Clumsy and chaotic recipes from a not-so-graceful baker.

Tuesday, March 8, 2011

Chicken-Penne Pasta Bake


I made this dish for a cabin retreat with some friends--and it was a hit! The prep is time consuming but very worth it, especially because you can freeze one or both pans for later. I topped the dish with shredded Parmesan cheese while baking for an extra crisp, cheesy topping. One batch (two pans) served 11 people with no leftovers.

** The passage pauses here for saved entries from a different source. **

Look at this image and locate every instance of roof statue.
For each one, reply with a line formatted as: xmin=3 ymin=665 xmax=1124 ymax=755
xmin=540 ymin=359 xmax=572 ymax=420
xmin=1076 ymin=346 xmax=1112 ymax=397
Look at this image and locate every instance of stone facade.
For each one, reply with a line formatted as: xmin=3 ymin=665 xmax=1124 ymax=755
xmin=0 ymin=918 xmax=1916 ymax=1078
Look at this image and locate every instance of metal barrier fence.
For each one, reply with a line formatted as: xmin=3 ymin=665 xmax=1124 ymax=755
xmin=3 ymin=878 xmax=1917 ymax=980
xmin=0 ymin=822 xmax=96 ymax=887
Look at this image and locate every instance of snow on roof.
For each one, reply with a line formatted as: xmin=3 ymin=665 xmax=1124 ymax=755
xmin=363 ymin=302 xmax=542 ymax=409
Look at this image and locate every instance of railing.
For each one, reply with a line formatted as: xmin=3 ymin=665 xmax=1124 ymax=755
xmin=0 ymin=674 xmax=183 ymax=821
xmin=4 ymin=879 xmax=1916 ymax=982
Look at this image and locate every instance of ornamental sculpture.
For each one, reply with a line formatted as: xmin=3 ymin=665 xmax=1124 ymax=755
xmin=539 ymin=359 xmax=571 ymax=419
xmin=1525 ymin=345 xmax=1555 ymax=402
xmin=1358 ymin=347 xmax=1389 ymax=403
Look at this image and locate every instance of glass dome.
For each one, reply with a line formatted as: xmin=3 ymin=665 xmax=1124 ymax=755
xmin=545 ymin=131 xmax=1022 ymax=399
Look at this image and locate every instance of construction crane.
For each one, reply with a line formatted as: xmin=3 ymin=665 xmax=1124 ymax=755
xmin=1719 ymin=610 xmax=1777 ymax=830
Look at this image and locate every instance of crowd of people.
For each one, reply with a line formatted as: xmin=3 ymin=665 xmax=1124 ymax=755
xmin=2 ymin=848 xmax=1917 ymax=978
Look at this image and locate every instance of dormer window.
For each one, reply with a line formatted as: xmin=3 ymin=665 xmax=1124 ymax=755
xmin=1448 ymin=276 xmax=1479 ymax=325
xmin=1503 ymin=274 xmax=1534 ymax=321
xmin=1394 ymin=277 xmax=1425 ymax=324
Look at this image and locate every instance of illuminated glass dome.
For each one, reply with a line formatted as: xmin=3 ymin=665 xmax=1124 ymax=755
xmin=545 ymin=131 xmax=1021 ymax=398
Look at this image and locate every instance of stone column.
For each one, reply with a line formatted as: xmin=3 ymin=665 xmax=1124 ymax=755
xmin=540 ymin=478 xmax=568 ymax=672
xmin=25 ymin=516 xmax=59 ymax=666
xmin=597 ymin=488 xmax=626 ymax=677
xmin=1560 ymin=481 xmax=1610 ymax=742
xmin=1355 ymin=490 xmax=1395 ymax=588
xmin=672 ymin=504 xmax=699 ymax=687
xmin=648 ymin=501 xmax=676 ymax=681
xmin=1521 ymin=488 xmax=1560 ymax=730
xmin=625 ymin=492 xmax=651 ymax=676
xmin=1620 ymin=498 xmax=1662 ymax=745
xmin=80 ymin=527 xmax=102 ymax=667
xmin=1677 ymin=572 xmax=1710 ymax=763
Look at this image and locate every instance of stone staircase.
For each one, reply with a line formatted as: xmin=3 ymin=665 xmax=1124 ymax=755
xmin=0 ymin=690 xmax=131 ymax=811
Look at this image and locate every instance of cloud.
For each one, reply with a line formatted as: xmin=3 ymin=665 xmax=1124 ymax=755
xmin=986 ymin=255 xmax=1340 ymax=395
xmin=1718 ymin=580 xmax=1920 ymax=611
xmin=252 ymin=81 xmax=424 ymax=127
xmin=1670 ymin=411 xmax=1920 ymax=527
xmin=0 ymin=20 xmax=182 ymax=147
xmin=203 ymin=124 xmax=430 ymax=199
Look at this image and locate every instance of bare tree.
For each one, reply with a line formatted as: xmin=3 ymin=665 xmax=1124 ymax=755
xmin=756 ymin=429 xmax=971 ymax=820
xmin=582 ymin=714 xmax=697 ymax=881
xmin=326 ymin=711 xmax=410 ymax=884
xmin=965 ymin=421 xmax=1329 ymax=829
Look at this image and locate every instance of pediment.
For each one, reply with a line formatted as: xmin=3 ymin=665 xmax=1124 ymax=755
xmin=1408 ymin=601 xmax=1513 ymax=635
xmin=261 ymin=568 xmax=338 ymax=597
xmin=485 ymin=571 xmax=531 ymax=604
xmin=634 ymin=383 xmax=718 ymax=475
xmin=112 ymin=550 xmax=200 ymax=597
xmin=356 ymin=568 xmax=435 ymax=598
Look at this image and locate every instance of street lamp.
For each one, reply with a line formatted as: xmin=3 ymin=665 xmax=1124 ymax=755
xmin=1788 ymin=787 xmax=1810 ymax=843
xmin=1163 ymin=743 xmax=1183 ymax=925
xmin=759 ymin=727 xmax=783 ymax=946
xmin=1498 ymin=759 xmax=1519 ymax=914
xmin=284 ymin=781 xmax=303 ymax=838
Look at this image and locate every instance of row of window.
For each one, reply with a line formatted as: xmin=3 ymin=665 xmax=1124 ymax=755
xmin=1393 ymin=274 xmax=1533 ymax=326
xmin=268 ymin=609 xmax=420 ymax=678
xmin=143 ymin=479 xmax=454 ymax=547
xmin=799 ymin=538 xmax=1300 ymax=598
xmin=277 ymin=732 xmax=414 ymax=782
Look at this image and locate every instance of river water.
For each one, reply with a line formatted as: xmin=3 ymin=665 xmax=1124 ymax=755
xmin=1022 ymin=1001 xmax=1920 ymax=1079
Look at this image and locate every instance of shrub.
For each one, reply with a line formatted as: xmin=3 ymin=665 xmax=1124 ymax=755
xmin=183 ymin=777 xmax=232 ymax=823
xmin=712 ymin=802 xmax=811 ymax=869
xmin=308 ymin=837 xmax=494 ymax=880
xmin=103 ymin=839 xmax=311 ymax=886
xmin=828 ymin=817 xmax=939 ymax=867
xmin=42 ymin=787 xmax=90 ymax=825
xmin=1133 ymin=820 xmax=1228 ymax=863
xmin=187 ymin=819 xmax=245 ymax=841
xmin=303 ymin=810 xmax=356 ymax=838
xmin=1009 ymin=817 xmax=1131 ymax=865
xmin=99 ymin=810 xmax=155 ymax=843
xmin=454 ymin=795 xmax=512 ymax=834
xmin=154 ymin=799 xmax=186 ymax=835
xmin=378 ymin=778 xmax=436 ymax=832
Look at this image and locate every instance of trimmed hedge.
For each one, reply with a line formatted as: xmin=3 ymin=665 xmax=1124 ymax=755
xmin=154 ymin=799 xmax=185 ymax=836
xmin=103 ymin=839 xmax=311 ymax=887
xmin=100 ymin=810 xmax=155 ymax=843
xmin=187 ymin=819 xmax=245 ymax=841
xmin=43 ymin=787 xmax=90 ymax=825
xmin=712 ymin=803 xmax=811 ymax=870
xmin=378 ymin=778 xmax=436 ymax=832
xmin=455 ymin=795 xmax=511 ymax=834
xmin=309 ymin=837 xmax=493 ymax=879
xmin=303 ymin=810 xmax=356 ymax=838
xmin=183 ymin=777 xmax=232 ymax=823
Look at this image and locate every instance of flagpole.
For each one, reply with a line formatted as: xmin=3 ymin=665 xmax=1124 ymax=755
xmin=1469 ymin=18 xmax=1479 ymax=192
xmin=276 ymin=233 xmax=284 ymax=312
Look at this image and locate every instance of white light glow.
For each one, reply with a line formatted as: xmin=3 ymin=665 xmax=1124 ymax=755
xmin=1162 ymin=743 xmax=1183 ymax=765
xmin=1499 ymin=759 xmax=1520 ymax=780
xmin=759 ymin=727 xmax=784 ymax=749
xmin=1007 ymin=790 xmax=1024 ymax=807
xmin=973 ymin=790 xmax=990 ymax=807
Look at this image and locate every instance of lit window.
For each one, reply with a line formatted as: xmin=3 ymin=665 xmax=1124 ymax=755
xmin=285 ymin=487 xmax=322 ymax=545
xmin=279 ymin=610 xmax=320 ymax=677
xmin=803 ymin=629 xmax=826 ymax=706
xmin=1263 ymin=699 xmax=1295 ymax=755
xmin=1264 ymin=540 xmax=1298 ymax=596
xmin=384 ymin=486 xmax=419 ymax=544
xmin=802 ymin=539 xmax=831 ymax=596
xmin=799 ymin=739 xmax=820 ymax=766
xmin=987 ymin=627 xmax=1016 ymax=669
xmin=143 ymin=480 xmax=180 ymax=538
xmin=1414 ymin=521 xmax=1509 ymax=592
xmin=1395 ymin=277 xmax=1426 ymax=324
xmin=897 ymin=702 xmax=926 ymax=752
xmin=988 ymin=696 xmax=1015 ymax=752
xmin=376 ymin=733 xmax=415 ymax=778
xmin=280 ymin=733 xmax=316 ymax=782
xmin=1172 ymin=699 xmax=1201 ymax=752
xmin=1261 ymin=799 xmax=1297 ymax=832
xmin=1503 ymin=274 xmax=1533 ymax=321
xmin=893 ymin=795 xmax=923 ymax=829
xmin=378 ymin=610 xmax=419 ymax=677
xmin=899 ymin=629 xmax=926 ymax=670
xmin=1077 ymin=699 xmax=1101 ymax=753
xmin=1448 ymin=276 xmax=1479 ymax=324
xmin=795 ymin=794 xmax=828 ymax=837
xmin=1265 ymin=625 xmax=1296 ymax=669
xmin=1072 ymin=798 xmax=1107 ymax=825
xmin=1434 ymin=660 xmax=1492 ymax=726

    6 tablespoons butter, plus more for baking dishes
    coarse salt and ground pepper
    1 pound penne rigate
    1 teaspoon olive oil
    2 boneless, skinless chicken breast halves (8 ounces each), halved horizontally
    1/2 cup plus 2 tablespoons all-purpose flour (spooned and leveled)
    4 garlic cloves, minced
    6 cups whole milk
    1 yellow onion, chopped lengthwise
    1/2 cup oil-packed sun-dried tomatoes, drained and thinly sliced
    1 1/2 cups shredded provolone (6 ounces)
    1 cup finely grated Parmesan (4 ounces)

Directions

   1. Preheat oven to 400. Butter two shallow 2-quart baking dishes-for super easy cleanup use store bought disposable ones. In a large pot of boiling salted water, cook pasta 3 minutes short of al dente; drain pasta, and return to pot.
   2. In a large nonstick skillet, heat oil over medium-high. Season chicken with salt and pepper; cook onions and chicken until opaque throughout, 3 to 5 minutes per side. Halve each piece lengthwise, then thinly slice crosswise.
   3. In a 5-quart Dutch oven or heavy pot, melt butter over medium. Add flour and garlic; cook, whisking, 1 minute. While whisking, gradually add milk; bring to a simmer, whisking frequently. Add tomatoes; cook 1 minute. Off heat, gradually stir in provolone and 1/2 cup Parmesan.
   4. Add chicken and pasta to pot; season with salt and pepper. Divide pasta mixture between baking dishes; sprinkle each with cup Parmesan.
   5. Bake, uncovered, until top is golden and bubbling, about 25 minutes. Let stand 5 minutes before serving.

For freezing:
   6. Prepare through step 4; let cool. Cover tightly with foil, and freeze, up to 3 months.
   7. Preheat oven to 400, and bake (still covered in foil) on a rimmed baking sheet until center is hot, about 1 1/2 hours. Remove foil; bake until golden, about 15 minutes more.